The same tutorial can be found in the DataHigh User Guide .pdf in the main folder of the DataHigh software package. It corresponds to Section 3.3 of the DataHigh JNE Paper, as well as ex3_visualize.m in /DataHigh/examples/.

1.

If you are continuing the steps from the Example 3 DimReduce tutorial, we will load a more interesting dataset, so that we can look at trial-averaged neural trajectories from many experimental conditions, rather than just 2 conditions. To load the data, click the Analysis Tools tab, and then click Load Data. Navigate back one folder to the main DataHigh directory, then navigate to the data folder. Load ex3_trialavgtrajs.mat. Continue to the next step.
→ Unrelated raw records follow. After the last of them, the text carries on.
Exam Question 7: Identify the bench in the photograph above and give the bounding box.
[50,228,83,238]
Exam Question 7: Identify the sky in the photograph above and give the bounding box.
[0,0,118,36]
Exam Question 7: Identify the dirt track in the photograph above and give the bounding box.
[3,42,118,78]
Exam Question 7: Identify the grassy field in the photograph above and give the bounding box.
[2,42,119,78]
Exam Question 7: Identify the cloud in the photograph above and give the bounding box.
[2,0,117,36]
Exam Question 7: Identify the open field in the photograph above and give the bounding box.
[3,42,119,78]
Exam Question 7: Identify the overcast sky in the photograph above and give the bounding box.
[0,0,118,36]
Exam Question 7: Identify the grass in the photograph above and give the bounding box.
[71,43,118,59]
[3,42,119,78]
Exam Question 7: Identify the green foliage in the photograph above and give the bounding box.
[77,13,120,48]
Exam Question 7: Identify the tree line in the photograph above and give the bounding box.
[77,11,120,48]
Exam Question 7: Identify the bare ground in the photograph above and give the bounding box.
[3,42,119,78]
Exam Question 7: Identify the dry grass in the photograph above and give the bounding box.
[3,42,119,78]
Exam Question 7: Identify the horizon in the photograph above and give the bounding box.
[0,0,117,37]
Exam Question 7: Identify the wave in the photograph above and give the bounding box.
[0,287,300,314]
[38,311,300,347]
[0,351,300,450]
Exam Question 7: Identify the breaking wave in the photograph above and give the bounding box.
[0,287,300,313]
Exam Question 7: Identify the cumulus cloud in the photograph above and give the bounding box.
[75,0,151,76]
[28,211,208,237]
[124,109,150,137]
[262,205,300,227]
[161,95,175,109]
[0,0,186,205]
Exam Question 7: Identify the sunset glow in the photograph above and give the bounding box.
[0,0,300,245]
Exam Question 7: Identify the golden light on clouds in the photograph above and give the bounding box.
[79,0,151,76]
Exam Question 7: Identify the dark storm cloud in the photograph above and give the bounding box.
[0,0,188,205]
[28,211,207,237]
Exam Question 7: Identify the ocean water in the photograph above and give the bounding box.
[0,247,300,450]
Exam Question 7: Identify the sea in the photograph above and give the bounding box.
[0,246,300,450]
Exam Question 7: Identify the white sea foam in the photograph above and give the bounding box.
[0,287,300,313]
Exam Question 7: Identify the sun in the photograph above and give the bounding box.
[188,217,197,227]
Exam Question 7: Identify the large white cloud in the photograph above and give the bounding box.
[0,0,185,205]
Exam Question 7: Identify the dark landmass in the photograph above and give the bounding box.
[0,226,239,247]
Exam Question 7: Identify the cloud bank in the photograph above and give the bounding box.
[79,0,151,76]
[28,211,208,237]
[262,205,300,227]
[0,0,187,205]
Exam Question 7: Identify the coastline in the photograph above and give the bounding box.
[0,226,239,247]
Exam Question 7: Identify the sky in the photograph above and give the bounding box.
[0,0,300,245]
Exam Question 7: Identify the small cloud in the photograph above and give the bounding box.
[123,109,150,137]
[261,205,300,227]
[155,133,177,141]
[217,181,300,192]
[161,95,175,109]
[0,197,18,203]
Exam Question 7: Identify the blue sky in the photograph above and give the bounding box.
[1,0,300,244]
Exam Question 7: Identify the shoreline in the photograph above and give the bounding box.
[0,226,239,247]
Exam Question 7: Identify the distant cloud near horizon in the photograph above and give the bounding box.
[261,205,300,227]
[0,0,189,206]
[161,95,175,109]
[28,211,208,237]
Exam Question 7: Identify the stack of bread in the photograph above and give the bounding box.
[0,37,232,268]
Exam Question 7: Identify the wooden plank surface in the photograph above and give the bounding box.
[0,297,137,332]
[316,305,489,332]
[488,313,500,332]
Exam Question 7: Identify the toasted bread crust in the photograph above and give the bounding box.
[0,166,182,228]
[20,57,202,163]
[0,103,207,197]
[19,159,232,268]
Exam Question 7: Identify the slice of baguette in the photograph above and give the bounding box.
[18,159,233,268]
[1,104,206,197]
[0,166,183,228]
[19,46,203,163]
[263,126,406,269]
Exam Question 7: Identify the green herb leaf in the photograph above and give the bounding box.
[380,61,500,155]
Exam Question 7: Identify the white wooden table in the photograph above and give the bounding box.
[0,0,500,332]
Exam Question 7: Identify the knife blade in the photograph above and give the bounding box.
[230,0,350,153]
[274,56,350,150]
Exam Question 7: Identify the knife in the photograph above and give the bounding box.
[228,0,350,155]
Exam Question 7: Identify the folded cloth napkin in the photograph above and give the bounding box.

Otherwise, if you have jumped to this tutorial, navigate to the examples folder in the main DataHigh directory. Enter ex3_visualize into the command line console to upload the trial-averaged neural trajectory data to DataHigh.

2.

The example dataset comes from the Churchland et al. 2012 paper, in which a subject made reaches to different targets. The PSTHs were computed for 118 neurons and 27 experimental conditions. We performed dimensionality reduction on the PSTHs to reduce the 118-dimensional space to 6-d, using a dimensionality reduction method called jPCA. jPCA extracts latent variables that reveal any rotational structure in the data.

3.

Each blue trace is a trial-averaged neural trajectory of one reach condition. As the preview panels show, even a 6-d space can have a lot of variety! Scale the projection so that the neural trajectories are not clipped off in the central panel. Click the Analysis Tools tab, and then click Zoom/Rotate. Slide the Zoom scrollbar to “out,” which immediately shrinks the projection. Close the ZoomRotate figure.

4.

Save the current projection for later viewing by clicking on the Saved Projections tab and then Capture Projection.

5.

Rotate around in the 6-d space with the preview panels (to the left and right of the central panel). You will find that the rotational structure is a salient feature in the data, but other interesting features do exist. For example, the trajectories seem to be in pairs. Each pair contains two experimental conditions that had the same reach endpoint but differed in the path of the reach.

6.

Reload the original projection by clicking the Saved Projections tab and then the thumbnail of the original projection. Click the Analysis Tools tab and then click 3d Projection. You can see the rotational structure in the 3-d projection. Click Evolve to see the timecourse evolve. Close the Projection3d figure.

7.

Under Analysis Tools, click SingleDim. Each latent variable is plotted versus time. From these individual plots, it is not obvious that the trial-averaged neural trajectories would contain rotational structure. This is an example of how looking at the population activity in a multi-dimenisonal firing rate space can yield insights that would be difficult to obtain by looking at the PSTHs of individual neurons (or the timecourse of individual latent variables).